We are pleased to announce that on Monday, October 28th, Dr. Sarah Parkinson of the Humphrey School of Public Affairs will be speaking at MIRC. The talk will be held at 1:30 PM in 1314 Social Sciences.
Dr. Parkinson will be presenting a talk entitled "The Old Guard and the Die Hards: Generational Effects, Money, and Cohesion in Militant Organizations." An abstract for the talk can be found below, and a copy of the event poster is attached. If you would like to read a hard copy of the paper prior to the talk, copies are available in 1414 Social Sciences, outside of 1208 Social Sciences, and outside of 245 Humphrey.

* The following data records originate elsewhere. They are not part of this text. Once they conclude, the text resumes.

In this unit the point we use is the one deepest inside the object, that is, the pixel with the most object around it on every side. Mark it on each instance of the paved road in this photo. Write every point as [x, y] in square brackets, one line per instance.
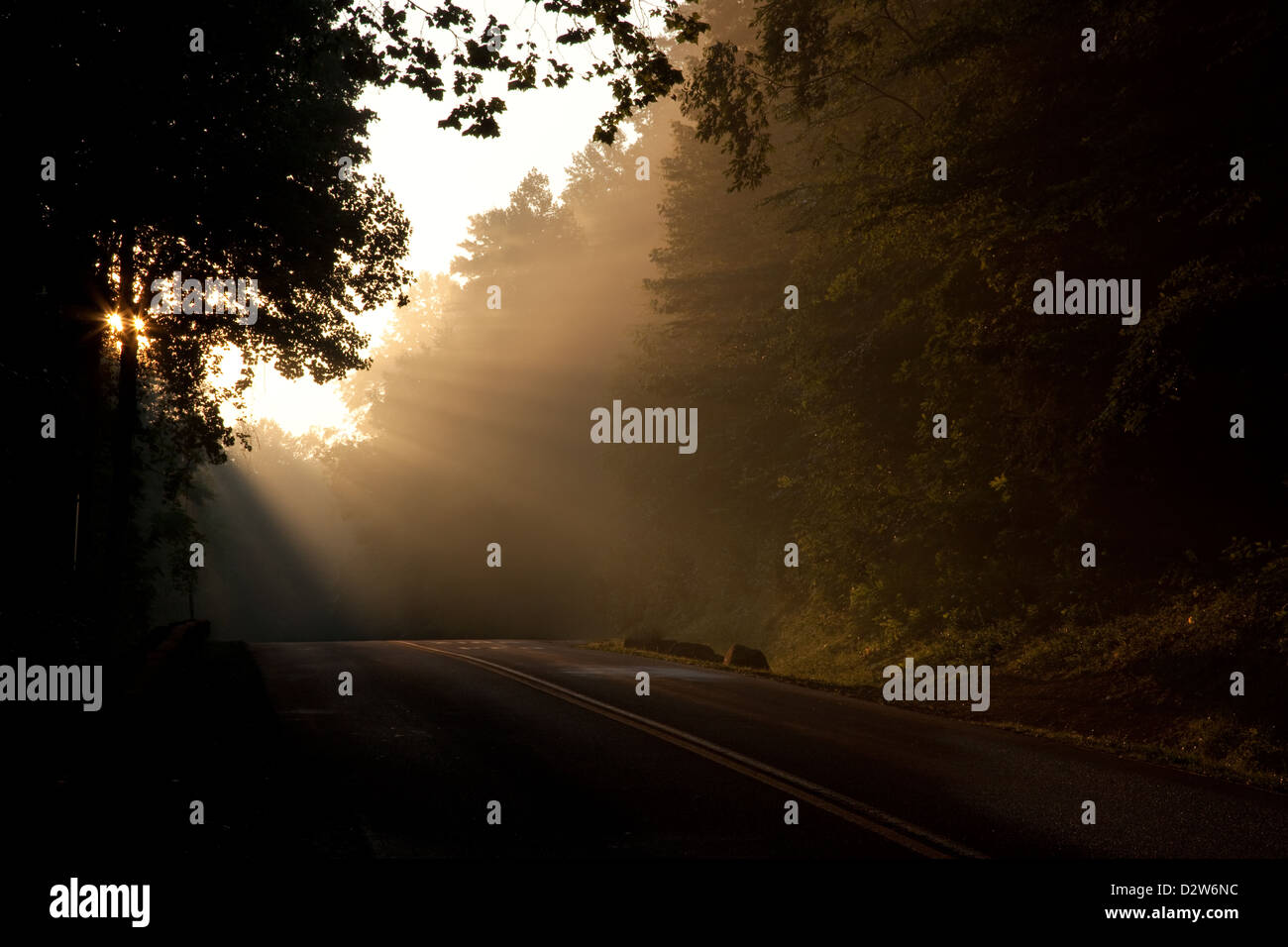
[703, 766]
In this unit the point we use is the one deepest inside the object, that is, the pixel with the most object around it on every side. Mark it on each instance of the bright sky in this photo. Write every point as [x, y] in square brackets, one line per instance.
[441, 178]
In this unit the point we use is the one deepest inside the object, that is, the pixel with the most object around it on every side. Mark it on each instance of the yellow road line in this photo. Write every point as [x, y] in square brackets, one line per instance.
[868, 818]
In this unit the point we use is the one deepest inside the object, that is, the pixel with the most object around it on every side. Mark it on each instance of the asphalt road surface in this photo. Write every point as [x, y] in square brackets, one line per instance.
[703, 766]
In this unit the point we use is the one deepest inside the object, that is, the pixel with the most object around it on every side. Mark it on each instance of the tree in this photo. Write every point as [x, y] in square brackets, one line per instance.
[219, 153]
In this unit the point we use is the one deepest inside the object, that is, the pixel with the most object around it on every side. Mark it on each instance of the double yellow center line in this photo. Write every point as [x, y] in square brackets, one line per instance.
[867, 817]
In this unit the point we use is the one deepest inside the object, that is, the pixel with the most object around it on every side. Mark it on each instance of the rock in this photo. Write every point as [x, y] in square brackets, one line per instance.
[643, 642]
[742, 656]
[691, 650]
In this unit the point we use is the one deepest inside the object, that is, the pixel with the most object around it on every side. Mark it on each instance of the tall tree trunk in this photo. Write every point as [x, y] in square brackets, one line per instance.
[120, 547]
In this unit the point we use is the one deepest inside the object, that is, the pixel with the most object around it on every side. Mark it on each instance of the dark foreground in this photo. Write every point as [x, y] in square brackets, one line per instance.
[436, 733]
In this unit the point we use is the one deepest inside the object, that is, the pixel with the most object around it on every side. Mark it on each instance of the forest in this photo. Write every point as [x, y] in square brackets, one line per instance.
[827, 240]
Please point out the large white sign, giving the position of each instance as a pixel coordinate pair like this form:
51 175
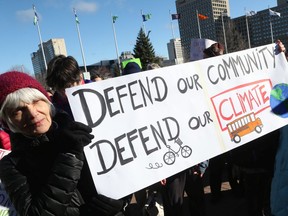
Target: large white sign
151 125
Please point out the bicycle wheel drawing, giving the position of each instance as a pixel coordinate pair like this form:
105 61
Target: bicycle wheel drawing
169 158
186 151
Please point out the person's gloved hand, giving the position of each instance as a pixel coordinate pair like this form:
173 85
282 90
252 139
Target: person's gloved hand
102 205
73 138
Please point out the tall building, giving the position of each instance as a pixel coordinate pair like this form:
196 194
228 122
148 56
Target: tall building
210 28
175 51
263 28
52 48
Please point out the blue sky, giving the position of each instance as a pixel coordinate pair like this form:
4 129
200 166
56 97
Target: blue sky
19 37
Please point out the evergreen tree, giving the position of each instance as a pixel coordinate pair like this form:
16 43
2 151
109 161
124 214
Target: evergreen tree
144 50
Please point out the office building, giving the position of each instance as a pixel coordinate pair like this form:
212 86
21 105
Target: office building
52 48
175 51
210 28
263 28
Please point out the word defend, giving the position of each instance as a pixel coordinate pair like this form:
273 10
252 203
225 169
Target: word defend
153 124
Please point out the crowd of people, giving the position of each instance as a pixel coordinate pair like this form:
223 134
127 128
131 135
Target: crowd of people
47 173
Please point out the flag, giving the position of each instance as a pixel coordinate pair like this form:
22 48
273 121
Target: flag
251 13
202 17
114 18
274 13
36 19
175 16
76 17
146 17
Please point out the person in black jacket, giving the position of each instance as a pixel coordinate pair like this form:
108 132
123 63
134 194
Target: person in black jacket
46 172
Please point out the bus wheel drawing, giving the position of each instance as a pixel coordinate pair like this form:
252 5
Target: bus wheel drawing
169 158
186 151
258 129
237 138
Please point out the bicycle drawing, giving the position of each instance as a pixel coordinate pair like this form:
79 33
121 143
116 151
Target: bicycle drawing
170 156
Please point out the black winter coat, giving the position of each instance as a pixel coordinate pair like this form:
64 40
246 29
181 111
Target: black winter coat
42 181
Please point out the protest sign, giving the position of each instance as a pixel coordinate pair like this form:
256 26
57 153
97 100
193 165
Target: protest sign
153 124
6 207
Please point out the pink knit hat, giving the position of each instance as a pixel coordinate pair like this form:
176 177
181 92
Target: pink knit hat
14 80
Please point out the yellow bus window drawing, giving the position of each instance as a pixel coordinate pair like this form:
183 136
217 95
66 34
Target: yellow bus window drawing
244 125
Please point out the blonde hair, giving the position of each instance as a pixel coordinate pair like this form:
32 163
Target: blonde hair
14 99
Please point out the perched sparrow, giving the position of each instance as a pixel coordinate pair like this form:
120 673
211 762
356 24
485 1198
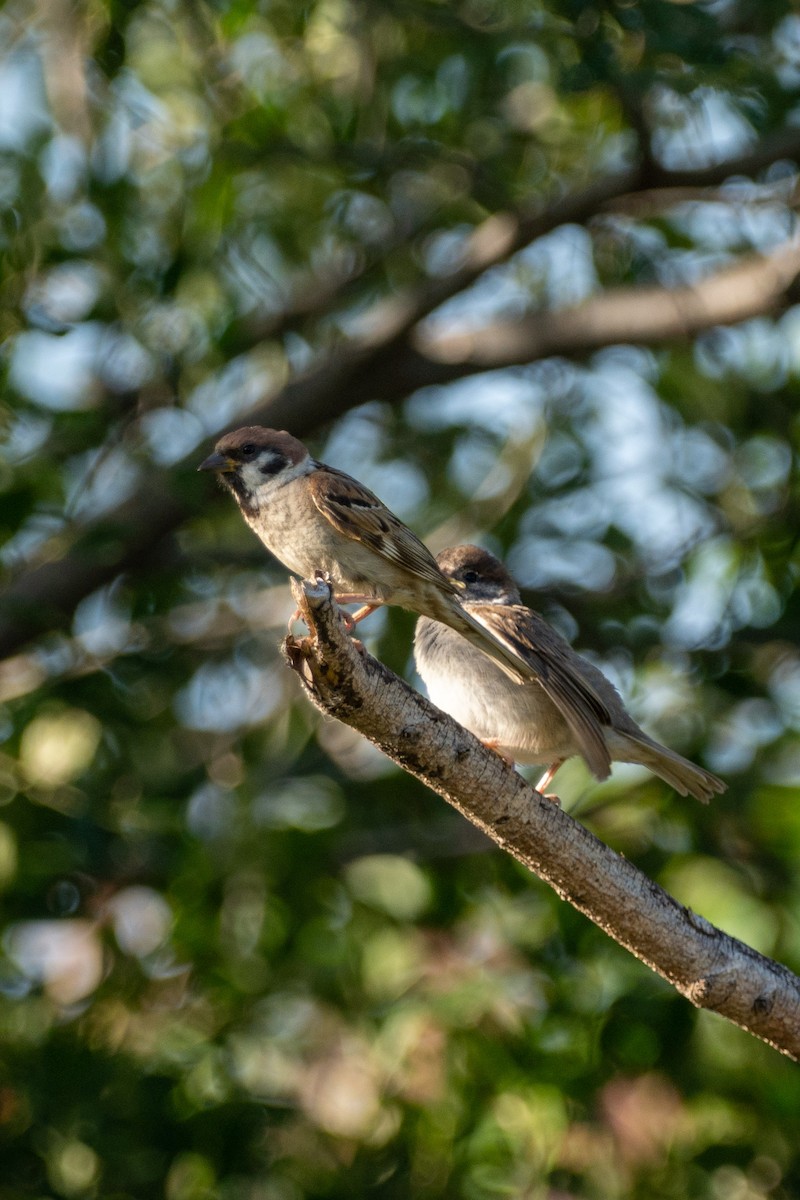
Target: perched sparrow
320 522
564 712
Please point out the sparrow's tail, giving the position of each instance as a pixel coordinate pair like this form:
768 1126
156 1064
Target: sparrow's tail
681 774
453 615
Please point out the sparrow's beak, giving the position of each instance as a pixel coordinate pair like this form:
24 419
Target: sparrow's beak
217 461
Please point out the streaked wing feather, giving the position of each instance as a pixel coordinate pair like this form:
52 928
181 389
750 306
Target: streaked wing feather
356 513
533 640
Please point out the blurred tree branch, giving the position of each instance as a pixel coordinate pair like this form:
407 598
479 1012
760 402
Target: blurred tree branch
708 966
391 360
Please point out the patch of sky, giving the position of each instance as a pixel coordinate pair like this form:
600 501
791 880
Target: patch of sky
23 107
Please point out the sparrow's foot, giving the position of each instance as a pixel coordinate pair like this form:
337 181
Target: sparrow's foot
367 606
547 779
493 744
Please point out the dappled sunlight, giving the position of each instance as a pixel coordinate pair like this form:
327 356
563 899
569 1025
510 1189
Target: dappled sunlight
504 263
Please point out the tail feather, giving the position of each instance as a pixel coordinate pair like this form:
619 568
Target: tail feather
685 777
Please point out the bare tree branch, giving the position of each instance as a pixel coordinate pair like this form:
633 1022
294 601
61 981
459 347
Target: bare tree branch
749 288
708 966
385 364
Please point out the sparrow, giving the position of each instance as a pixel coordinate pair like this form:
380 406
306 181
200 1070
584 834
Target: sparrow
565 709
320 522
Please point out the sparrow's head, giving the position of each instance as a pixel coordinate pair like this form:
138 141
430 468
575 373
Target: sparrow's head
482 576
252 459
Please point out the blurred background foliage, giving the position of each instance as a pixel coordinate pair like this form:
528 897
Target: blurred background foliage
241 955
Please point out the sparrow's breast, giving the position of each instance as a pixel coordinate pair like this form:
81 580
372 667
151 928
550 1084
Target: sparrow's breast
463 682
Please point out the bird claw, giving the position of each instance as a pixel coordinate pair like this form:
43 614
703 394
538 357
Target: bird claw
493 744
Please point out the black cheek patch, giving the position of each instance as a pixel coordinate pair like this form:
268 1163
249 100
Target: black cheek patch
275 463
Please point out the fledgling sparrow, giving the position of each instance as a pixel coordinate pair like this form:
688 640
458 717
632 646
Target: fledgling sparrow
563 712
320 522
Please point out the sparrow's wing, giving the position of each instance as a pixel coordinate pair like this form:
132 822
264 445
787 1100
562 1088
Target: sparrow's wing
554 663
358 514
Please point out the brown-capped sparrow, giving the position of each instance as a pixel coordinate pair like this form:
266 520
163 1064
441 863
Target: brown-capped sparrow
565 711
320 522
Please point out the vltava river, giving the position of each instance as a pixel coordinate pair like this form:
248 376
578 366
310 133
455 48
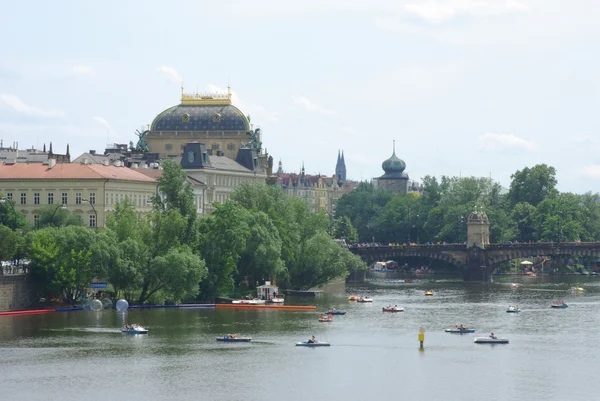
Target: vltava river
552 355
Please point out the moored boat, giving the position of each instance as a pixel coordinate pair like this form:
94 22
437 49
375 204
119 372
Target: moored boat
392 309
134 329
460 330
311 344
234 339
490 340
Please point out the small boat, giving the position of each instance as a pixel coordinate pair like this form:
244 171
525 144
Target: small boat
490 340
135 329
315 344
392 309
457 330
335 312
229 339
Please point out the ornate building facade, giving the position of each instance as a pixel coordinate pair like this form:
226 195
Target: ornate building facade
207 118
319 191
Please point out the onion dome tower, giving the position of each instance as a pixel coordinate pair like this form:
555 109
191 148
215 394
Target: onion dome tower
395 179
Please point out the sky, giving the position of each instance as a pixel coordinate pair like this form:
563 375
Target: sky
464 87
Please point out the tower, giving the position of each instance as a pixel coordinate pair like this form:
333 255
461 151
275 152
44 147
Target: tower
340 167
478 230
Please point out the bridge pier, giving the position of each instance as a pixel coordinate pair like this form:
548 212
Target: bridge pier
477 272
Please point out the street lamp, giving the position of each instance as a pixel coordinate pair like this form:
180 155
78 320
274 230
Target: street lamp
94 209
10 202
63 207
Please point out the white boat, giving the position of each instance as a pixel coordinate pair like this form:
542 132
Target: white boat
135 329
490 340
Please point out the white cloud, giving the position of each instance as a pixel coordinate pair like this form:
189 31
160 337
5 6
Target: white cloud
82 70
499 142
591 171
436 11
16 104
310 106
102 122
170 74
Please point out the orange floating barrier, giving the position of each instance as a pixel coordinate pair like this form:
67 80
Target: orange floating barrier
279 307
26 312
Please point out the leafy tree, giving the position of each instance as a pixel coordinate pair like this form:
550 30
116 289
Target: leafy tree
176 274
532 185
9 216
61 263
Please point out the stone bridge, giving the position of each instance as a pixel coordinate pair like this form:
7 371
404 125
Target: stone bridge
476 263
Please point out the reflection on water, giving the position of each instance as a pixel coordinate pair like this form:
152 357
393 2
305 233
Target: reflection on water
550 356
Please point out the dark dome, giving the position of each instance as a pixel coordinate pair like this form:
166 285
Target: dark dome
201 118
393 167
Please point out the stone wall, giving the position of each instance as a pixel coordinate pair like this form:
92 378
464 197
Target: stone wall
16 292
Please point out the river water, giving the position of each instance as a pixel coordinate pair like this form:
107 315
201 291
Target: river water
552 355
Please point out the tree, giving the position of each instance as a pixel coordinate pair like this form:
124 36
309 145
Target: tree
61 263
176 193
532 185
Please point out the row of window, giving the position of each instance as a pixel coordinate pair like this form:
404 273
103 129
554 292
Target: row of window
92 220
214 146
64 198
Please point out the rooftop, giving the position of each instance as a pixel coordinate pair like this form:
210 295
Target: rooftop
37 171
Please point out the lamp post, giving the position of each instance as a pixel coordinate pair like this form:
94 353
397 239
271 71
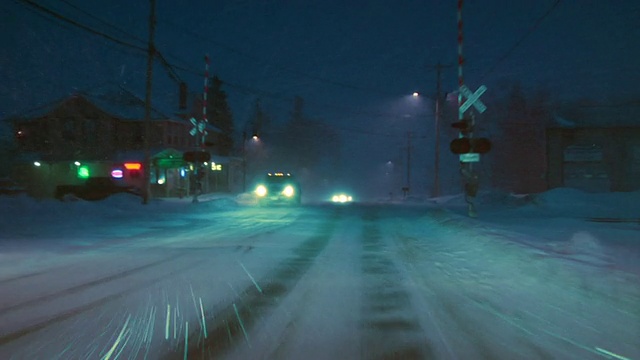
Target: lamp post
254 137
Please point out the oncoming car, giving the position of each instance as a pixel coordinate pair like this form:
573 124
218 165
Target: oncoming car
278 188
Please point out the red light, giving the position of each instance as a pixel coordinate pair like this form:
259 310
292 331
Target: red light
132 166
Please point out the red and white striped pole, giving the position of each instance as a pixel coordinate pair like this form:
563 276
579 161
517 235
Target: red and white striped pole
460 58
204 98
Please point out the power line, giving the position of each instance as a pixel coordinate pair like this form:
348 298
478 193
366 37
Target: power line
275 65
172 68
522 39
81 26
104 22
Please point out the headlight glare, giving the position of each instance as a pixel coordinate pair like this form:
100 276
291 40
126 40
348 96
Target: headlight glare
288 191
261 190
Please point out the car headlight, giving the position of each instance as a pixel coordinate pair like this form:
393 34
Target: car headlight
341 198
288 191
261 190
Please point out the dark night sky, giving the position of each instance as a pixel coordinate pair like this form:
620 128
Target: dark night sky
353 62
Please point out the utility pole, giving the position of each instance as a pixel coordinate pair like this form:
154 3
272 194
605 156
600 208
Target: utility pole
146 189
407 188
436 167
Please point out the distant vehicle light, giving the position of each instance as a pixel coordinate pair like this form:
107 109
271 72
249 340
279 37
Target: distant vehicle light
261 190
341 198
288 191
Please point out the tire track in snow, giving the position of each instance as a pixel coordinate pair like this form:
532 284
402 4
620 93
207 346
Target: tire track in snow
75 311
229 326
389 329
165 262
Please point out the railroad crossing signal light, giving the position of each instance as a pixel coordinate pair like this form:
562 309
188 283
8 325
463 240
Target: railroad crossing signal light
196 156
473 145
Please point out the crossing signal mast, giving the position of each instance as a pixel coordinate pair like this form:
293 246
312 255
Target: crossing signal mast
466 146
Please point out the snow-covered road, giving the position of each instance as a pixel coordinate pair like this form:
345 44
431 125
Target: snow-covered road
326 282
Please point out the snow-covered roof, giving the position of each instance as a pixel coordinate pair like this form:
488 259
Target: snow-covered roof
627 115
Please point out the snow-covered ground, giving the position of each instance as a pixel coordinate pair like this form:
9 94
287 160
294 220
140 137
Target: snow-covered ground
554 275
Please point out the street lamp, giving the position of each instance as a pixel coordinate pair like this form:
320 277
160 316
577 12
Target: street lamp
254 137
436 165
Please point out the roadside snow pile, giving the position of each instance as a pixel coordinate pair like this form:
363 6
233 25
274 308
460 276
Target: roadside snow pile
576 203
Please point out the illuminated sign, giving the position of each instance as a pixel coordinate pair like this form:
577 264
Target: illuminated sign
133 166
117 173
216 167
83 172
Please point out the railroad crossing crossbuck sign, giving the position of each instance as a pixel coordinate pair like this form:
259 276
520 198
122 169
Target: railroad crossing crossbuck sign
198 127
473 98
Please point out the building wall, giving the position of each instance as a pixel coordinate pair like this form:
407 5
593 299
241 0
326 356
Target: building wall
594 159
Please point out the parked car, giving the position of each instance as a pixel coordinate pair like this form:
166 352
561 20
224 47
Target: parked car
278 188
9 187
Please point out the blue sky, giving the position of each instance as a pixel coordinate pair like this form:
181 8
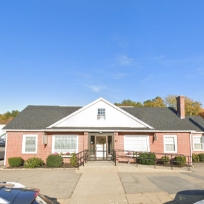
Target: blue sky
73 52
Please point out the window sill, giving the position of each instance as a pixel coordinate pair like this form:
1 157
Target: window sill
29 152
130 155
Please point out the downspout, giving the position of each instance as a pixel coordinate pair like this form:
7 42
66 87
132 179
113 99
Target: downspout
5 150
191 148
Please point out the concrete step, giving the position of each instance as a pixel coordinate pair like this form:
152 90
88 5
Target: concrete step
126 168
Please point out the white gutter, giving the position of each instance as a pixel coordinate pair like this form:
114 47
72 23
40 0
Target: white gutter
96 130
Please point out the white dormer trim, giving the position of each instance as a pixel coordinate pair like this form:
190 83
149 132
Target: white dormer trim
94 102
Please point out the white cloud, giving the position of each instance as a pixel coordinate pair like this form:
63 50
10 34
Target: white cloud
96 89
126 61
119 75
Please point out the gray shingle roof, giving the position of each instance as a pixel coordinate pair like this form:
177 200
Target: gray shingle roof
165 118
40 117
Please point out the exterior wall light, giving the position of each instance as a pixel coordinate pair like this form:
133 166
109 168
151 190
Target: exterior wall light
155 137
45 139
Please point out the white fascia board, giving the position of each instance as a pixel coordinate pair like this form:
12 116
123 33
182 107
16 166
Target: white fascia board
105 101
24 130
101 130
113 130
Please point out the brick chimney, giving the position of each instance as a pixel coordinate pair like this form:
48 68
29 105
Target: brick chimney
181 106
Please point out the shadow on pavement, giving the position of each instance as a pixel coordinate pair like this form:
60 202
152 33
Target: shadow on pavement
54 200
188 197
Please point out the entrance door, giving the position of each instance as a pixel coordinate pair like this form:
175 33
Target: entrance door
100 147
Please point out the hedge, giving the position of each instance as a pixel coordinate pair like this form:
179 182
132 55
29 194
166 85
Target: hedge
15 161
54 160
147 158
33 162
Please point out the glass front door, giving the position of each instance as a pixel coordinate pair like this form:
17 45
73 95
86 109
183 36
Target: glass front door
100 147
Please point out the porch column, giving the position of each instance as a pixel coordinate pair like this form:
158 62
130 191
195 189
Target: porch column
85 140
115 140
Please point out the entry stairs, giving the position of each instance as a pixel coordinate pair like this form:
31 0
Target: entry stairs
108 166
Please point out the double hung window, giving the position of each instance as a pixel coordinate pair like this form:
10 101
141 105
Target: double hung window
29 144
170 144
65 143
198 142
101 113
136 143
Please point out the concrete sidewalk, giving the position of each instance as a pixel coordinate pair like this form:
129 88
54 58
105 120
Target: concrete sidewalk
64 186
107 188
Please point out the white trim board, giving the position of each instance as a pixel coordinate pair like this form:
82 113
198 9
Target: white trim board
87 117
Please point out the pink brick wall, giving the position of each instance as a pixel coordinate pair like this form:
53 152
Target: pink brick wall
14 145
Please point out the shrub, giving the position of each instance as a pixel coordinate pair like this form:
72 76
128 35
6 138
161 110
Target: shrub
147 158
180 160
195 158
33 162
165 159
15 161
73 159
201 157
54 160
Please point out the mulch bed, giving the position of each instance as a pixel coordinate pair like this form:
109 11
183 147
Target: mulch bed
64 166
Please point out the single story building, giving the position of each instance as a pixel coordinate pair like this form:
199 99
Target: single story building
101 127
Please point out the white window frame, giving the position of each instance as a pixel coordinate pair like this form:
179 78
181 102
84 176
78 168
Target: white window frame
125 145
23 144
175 143
101 117
202 139
53 143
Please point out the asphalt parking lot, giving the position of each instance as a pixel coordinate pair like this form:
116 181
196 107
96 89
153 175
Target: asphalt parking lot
65 186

Please feel free to disseminate this announcement to anyone who might be interested. All are welcome!
The MIRC Team
How does access to external funding affect militant organizations' structures and behaviors? Recent events in the Middle East have spurred extensive debate over the impact of providing financial support and non-lethal aid to insurgencies in countries such as Libya and Syria. These deliberations not only force scholars to examine the causes and geopolitical consequences of economic intervention in civil war, but also to study the relationship between rebel finance and militants' long-term adaptive trajectories. Drawing on over nine months of organizational ethnography among Fateh cadres in Lebanon, this paper argues the ways that militants talk about money provide key insights into their conceptualization of organizational membership and into their reflexivity as political and social actors. I demonstrate that in Fateh, money-centered discourse--specifically, money talk transmitted through rumors, complaints, and jokes--flows across gender, age, family, and subunit divisions and produce different organizational "generations" depending on time of recruitment. This paper thus challenges extant research on the economics of rebellion by examining non-material aspects of finance and by connecting money talk to militant behavior.